Let me start this post by wishing each of you a very Happy Thanksgiving. I have many things to thank God for and want to say how much I appreciate you for taking your time to read thoughts I share and for all your support. May God bless you!

I’m going to offer a brief introduction today to corporate stock buybacks and will continue it next time. My posts on this theme certainly won’t comprehend the theme of buybacks but hopefully will be useful commentary.

Companies authorize a certain (maximum) number of common stock shares that can be issued into the market. Rarely are all shares authorized for issuance actually issued. Companies want to authorize enough shares to provide for future equity capital raises, if needed. At the time authorized shares are issued, they are also referred to as “outstanding.” Outstanding shares can be repurchased. Repurchases or “buyback” are very common and generally viewed favorably by stockholders.
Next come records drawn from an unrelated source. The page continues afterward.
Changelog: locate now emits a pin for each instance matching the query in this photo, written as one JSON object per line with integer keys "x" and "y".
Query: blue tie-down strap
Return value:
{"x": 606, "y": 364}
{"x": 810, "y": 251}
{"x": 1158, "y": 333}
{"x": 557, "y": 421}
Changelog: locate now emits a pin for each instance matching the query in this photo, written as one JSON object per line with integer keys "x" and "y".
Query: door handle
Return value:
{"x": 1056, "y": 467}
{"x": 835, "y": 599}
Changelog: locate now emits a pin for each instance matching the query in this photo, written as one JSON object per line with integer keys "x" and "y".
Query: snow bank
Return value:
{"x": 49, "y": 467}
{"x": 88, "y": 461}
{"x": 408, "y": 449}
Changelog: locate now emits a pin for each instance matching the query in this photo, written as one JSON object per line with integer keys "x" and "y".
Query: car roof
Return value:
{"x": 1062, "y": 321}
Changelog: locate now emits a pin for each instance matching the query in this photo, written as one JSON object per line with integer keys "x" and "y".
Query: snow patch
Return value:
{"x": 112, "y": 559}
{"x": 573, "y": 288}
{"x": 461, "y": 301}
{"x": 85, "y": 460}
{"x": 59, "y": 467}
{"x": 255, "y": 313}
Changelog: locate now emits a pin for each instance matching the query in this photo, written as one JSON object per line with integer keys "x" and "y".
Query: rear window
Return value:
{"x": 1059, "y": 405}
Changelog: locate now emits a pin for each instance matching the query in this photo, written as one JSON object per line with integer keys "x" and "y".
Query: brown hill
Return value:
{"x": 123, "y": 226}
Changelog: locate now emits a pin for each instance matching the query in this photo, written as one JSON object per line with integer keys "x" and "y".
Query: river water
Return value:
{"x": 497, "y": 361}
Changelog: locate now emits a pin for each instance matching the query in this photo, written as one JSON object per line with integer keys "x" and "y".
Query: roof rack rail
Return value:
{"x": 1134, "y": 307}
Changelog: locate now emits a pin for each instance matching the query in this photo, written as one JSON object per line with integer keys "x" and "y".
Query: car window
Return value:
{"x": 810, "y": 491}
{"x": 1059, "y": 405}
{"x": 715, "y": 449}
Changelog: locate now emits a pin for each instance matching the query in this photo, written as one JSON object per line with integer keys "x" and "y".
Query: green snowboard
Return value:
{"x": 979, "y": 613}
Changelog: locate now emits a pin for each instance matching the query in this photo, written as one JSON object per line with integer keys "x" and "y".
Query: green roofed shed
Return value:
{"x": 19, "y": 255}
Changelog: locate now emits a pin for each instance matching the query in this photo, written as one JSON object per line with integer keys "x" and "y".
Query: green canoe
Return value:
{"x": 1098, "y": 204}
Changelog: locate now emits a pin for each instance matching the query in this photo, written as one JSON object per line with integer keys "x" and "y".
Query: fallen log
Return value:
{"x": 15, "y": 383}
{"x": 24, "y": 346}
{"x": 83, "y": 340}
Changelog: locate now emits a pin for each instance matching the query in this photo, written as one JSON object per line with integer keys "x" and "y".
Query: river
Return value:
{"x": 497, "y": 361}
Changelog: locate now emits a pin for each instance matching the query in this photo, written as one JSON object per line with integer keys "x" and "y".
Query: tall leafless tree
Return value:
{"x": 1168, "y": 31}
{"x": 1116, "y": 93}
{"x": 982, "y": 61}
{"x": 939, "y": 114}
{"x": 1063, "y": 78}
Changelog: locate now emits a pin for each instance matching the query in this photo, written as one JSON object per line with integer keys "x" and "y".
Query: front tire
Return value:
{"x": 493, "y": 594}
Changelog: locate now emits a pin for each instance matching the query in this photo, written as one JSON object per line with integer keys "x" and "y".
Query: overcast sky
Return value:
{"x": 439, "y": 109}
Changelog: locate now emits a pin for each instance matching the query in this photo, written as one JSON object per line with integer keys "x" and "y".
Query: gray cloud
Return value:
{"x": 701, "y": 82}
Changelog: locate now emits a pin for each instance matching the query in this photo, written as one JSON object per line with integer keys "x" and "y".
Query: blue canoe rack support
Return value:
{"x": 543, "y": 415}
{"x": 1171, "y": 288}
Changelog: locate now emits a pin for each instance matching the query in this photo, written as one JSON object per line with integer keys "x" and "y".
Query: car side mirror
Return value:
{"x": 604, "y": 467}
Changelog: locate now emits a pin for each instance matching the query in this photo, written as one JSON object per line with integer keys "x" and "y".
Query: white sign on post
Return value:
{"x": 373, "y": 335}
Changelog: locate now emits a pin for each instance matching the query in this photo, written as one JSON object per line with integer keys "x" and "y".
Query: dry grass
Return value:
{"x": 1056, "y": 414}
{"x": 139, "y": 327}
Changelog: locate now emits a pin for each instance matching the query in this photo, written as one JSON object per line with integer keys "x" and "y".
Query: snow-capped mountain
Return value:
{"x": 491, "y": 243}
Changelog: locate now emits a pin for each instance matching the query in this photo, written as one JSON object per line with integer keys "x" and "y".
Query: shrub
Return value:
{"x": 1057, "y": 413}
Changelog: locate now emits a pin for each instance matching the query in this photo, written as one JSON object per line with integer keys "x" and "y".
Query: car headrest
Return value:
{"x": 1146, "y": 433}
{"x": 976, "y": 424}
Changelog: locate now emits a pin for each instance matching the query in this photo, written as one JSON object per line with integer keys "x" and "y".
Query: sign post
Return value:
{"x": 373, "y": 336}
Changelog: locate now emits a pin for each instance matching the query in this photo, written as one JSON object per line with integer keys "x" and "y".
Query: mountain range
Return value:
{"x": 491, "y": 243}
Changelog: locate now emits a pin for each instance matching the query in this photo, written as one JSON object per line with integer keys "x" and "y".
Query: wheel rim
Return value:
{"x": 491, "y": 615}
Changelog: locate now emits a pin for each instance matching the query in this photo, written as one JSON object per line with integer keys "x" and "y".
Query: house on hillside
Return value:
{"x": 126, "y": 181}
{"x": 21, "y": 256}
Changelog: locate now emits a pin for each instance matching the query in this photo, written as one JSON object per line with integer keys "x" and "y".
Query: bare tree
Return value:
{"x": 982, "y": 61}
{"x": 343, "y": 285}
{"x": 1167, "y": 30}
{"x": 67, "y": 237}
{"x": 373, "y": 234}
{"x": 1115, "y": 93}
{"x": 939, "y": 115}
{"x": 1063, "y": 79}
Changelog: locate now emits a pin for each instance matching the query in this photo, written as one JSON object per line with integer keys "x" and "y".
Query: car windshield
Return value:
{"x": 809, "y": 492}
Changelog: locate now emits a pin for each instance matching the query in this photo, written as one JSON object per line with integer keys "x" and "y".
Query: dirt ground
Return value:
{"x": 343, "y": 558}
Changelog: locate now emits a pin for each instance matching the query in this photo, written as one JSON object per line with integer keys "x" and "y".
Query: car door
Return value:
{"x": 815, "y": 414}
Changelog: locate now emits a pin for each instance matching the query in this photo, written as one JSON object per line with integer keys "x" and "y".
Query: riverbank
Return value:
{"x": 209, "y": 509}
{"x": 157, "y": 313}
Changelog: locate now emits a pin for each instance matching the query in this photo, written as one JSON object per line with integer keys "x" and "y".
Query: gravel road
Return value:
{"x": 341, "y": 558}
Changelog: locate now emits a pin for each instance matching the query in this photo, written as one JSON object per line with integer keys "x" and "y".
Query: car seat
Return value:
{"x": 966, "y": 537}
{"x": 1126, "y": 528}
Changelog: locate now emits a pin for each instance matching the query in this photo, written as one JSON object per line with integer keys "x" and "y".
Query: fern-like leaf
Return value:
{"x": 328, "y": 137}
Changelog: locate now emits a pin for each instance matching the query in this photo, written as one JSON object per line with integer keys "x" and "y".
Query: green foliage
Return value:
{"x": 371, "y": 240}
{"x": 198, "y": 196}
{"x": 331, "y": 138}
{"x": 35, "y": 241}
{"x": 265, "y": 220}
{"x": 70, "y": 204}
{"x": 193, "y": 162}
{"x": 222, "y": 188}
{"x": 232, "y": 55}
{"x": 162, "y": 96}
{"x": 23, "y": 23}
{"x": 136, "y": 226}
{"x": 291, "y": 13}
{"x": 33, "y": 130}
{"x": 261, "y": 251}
There are a number of reasons why companies may repurchase shares and in the next post, I’ll introduce some of that discussion. The simple point of this post is to briefly describe the nature of share buybacks. Share buybacks serve to reduce the number of outstanding shares. Shares that are bought back can be retired or they can put in the corporate treasury.  When repurchased shares are retired they not only are reduced from the outstanding share count but also reduced from the issued number of shares. When repurchased shares are placed in the corporate treasury, they are not retired and are referred to as “treasury shares.” While treasury shares are reduced from the outstanding share count, they remain a part of the issued share count.